Fort Bragg Battalion Hit by Four Fatal Attacks in 5 Weeks
Monday, July 26, 2010
Soldiers from the 27th Engineering Battalion serving as pall bearers place the coffin of Scott Andrews of Fall River, Mass., into hearse. (AP photo/Robert E. Klein)
Being an engineering battalion instead of an infantry one has not made life any safer for the 700 members of a U.S. Army unit out of Fort Bragg, North Carolina. The 20th Engineer Brigade’s 27th Engineer Battalion has suffered eight fatalities in the last month in Afghanistan, primarily the result of roadside bomb attacks. The battalion’s job involves traveling ahead of convoys in order to spot and disarm improvised explosive devices (IED) so they don’t pose a risk to other military forces.

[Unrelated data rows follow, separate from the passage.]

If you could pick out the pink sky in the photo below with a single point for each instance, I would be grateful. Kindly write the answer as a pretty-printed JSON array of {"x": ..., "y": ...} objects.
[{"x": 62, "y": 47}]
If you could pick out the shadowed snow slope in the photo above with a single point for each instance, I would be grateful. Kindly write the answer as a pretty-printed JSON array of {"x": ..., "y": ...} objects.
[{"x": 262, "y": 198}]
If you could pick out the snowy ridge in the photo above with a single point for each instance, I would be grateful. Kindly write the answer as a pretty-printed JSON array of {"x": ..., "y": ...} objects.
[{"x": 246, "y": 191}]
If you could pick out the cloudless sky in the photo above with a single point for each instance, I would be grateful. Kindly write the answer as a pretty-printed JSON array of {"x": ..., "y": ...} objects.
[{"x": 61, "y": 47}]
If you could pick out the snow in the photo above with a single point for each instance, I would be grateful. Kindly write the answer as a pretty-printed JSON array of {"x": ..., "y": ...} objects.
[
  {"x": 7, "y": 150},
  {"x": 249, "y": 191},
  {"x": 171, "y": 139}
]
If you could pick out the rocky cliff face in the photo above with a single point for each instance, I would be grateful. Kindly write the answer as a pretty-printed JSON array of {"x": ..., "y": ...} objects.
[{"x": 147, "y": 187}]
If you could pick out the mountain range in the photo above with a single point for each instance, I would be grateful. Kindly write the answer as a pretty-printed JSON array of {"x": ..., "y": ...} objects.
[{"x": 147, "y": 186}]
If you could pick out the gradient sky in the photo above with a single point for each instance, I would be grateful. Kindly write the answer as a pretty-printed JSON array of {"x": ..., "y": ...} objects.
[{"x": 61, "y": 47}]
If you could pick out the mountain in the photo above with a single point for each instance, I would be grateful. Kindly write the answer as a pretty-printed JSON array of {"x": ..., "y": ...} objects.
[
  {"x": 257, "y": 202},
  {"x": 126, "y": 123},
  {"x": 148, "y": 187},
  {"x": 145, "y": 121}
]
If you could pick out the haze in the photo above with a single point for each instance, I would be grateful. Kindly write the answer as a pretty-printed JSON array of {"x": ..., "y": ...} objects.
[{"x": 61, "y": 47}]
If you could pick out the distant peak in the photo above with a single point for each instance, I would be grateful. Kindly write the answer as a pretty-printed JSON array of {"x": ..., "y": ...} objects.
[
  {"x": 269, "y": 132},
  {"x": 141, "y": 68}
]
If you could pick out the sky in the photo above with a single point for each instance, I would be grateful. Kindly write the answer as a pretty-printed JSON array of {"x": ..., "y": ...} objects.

The first victim was 24-year-old Sgt. Mario Rodriguez, who was killed June 11 during an attack by insurgents with small arms and rocket-propelled grenades. A week later, Spc. Joseph D. Johnson, 24, and Pfc. Gunnar R. Hotchkin, 31, were killed by an IED. On June 21, Spc. Scott A. Andrews, 21, was killed when a suicide bomber attacked his convoy. And on July 14, four battalion members, Spc. Chase B. Stanley, 21; Spc. Jesse D. Reed, 26; Spc. Matthew J. Johnson, 21; and Sgt. Zachary M. Fisher, 24, died when they drove over a roadside bomb.
-David Wallechinsky, Noel Brinkerhoff
Casualties in Afghanistan Hit Bragg Unit Hard (by Mike Hixenbaugh, Fayetteville Observer)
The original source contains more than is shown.